A sermon preached at St Martin-in-the-Fields on December 24, 2025 by Revd Dr Sam Wells

Christmas Eve

We spent 40 years working out how to make computers our servants to fulfil every possible task quickly, accurately, and tidily. We’ve spent the last ten years realising we’re becoming servants of the computers, with our desires, anger and impulses manipulated by algorithms and bots. But perhaps the fundamental shift that’s happened over the last 20 years has been the transfer from analogue to digital. ‘Analogue’ originally comes from a family of words rooted in analogy, that’s to say a comparison between two non-identical things where the similarity is illuminating, like saying ‘Life’s a rollercoaster’ when you experience its gut-churning ups and downs. But analogue has come to mean an artefact that runs outside a computer network, and thus doesn’t have data a computer can process and store. The most obvious example is a clock that goes tick tock and has arms that go round a clock face. Remember those? Then there’s a thermometer where the mercury rises up through the narrow glass. What an interesting idea. And a vinyl record that you put in a gramophone and plays music through a stylus. How marvellously quaint.

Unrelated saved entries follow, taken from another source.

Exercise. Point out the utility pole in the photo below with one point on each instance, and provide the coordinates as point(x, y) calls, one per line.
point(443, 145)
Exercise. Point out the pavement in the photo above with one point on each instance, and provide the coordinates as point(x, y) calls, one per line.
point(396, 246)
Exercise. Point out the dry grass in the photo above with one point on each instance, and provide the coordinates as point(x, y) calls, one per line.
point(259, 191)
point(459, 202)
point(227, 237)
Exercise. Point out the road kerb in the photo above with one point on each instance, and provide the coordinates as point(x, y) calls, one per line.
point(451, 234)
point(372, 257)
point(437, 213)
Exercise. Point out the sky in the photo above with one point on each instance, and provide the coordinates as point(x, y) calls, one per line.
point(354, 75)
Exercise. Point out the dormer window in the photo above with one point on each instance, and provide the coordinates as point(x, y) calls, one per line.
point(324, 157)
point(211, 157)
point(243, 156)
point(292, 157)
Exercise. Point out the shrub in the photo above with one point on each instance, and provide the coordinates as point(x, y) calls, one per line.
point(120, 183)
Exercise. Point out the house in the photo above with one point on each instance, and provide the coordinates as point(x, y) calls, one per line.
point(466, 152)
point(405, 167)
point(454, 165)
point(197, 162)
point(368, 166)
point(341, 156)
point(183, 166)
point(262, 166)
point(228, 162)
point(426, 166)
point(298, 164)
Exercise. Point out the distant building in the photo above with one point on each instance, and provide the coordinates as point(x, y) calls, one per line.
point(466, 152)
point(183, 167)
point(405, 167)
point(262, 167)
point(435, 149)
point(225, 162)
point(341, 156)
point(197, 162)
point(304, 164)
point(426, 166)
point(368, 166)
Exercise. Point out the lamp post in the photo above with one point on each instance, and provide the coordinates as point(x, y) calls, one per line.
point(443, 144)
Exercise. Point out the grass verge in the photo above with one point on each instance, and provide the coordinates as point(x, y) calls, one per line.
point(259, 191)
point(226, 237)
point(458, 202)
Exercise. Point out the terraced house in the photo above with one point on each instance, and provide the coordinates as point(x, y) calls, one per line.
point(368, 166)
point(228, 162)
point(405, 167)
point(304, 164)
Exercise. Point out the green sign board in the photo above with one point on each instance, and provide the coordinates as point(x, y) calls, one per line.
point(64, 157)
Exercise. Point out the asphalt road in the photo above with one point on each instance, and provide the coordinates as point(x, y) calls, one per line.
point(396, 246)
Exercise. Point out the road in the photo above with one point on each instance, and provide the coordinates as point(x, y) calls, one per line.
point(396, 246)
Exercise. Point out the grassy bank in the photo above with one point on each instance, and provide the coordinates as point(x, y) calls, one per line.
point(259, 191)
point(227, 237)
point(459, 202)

There’s almost nothing, with the possible exception of unfashionable discriminatory language, that leaves you open to being called Grandad more than an attachment to analogue items. D’you mean you used to buy a roll of film, take it out of a box, get in a panic you were in too bright an area and run inside, refusing help while the camera back was open and you were dangling the new film from the plastic canister, and all the while fear you were going to lose your precious photos, of which you limited yourself to 24 per holiday and wouldn’t see again for three weeks after you sent them away to be printed? And then close the curtains and get auntie round and create a slide show with a projector that kept getting stuck and showing a white screen in place of the actual slide, which was invariably back to front or upside down or overexposed, before the mountain of books slid off the table and the projector fell and got damaged so you had to take the slides individually to the window to get any sense of Niagara Falls. Now tell me Grandad, what part of that wasn’t the best fun?

A month ago I was in a posh consultancy building in central London. We wanted coffee? We typed our request for espresso, cappuccino, latte, macchiato, doppio, ristretto, lungo, freddo and flat white into an iPad, we used an elaborate code to open the door to the meeting room, we signalled to the ground floor when we wanted the lift, and we adjusted the heat, light and ambience of the room using a smooth wall monitor. We watched a classy PowerPoint on a descending screen, and we took notes dutifully on our own devices. We were completely digital.

Unfortunately the technology didn’t help us make any decisions. Which highlights the paradox of the present day. Technology, it seems, can do almost everything, to the point of making human intelligence and interaction almost obsolete. Meanwhile the real issues of life haven’t significantly changed. No one seriously wants to go back to a 1970s family slide show. But in all our sophistication, are we doing more than kidding ourselves we’ve got life sorted?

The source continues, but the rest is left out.